Retaining than finding replacements

From 2016 till 2021, as many as 1,374 teachers in government schools have left the teaching profession.

It’s surprising that such a thing is continuing despite the government having made teaching as one of the highest paid professions in the country in 2019. This was considering the growing attrition rate of teachers and to attract the best and the brightest into the profession.

But considering the exodus of educationists from this profession, it is apparent that there is something wrong somewhere and an increasing number of teachers are opting to find a way out from this profession. While some have left for greener pastures, it seems some are impatiently waiting for that golden opportunity to bid adieu.
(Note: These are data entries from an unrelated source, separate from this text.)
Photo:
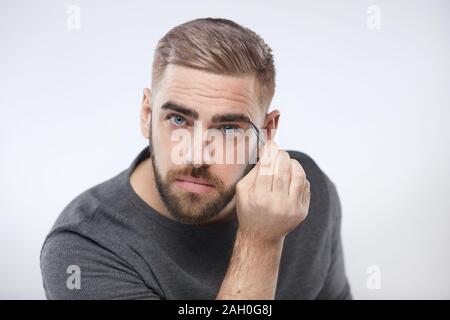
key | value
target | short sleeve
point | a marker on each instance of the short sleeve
(76, 267)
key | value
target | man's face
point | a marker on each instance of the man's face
(187, 105)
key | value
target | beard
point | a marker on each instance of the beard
(188, 207)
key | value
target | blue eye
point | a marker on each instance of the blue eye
(177, 120)
(230, 130)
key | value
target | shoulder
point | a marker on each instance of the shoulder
(84, 207)
(321, 184)
(324, 207)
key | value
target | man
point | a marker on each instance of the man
(188, 221)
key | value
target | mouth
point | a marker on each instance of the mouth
(194, 185)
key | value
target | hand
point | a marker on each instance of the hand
(273, 198)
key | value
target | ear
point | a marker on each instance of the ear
(271, 124)
(146, 112)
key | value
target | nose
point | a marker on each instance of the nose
(198, 153)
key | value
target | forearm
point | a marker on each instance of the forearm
(253, 269)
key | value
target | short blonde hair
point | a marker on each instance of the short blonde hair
(219, 46)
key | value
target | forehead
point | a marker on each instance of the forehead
(208, 93)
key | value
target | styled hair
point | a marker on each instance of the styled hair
(219, 46)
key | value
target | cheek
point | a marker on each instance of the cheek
(229, 174)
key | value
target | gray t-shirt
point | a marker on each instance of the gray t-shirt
(110, 244)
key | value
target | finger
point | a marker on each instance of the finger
(250, 178)
(306, 196)
(266, 166)
(282, 174)
(297, 181)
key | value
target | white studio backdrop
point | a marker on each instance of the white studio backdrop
(363, 88)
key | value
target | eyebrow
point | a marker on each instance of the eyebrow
(218, 118)
(169, 105)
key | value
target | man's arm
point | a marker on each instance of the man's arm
(253, 270)
(271, 201)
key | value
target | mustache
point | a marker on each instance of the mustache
(201, 172)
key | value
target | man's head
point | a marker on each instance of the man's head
(209, 75)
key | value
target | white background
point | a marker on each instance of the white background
(370, 106)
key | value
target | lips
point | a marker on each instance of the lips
(195, 185)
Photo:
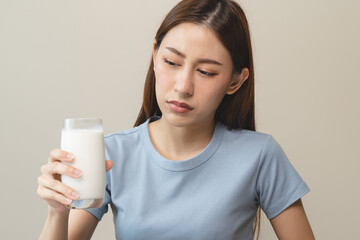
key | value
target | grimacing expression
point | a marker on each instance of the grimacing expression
(193, 73)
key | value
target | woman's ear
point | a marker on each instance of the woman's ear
(237, 81)
(154, 52)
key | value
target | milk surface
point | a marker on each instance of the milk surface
(89, 156)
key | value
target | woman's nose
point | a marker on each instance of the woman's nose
(184, 84)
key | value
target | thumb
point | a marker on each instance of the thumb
(108, 164)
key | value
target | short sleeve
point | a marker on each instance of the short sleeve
(99, 212)
(278, 184)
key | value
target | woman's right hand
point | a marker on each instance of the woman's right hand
(50, 187)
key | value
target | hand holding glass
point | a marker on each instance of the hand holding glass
(84, 137)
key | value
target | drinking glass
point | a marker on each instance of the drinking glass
(84, 137)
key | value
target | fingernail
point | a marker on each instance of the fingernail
(75, 195)
(77, 172)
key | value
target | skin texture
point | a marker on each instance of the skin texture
(186, 73)
(192, 67)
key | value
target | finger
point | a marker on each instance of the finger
(108, 164)
(60, 168)
(53, 184)
(48, 195)
(58, 154)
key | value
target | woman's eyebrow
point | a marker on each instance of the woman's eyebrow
(203, 60)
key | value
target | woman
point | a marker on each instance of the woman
(193, 167)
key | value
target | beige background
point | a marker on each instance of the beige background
(62, 59)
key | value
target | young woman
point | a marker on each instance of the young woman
(193, 167)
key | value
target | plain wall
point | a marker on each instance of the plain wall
(65, 59)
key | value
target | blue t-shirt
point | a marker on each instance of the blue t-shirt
(214, 195)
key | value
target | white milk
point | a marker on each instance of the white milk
(88, 149)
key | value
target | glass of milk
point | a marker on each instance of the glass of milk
(84, 137)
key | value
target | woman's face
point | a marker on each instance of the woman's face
(193, 73)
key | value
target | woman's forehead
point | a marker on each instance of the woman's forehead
(194, 40)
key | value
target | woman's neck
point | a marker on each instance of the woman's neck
(180, 143)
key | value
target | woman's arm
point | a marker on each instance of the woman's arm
(292, 223)
(78, 224)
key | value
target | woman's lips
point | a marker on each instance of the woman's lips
(179, 107)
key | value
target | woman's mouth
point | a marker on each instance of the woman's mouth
(179, 107)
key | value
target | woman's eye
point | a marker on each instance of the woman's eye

Further, according to the Annual Education Statistics 2020, the education ministry lost 163 teachers between June 2019 to July 2020, and of the total, 112 teachers had voluntarily resigned due to personal reasons. Going by the above numbers, on average 10 teachers voluntarily resigned every month during the above time period.

Meanwhile, a few teachers attribute the heavy workload, having to participate in all co-curricular activities, fewer holidays and the intricate education systems such as the Bhutan Professional Standards for Teachers and the Individual Work Plan as factors contributing to high attrition rate among teachers.

Seriously, we need to find solutions to avert this exodus. While reasons could vary and could be many behind teachers leaving this profession, this is obviously not a positive development. Educationists play a crucial role in shaping the future of the youth and thus the future of the nation.

This also becomes a cause for concern in the wake of a deluge of flak on the quality of education in the country. Perhaps, it’s not the first time we are hearing about the dearth of teachers, the appointment of contract based teachers, and the deteriorating quality of education in the country.

And while we have also been told that there is no dearth of teachers per se and education reports identify low academic and professional standards for entry into the teaching profession as major constraints in the current system, it’s time we right the wrongs in the system. How long will we continue to find a replacement to fill the vacuum left by those who are leaving or are about to leave?

The departure also means the departure of skills, knowledge and experience. These are the people who know the education system inside out. The education ministry has an important responsibility to come up with interventions to retain the seasoned teachers.

While attracting the brightest candidates into the profession is important, it must also retain the ones, who are already there today and possibly in a lookout for an exit passage. Our focus should be on retaining the ones through appropriate incentives rather than finding replacements.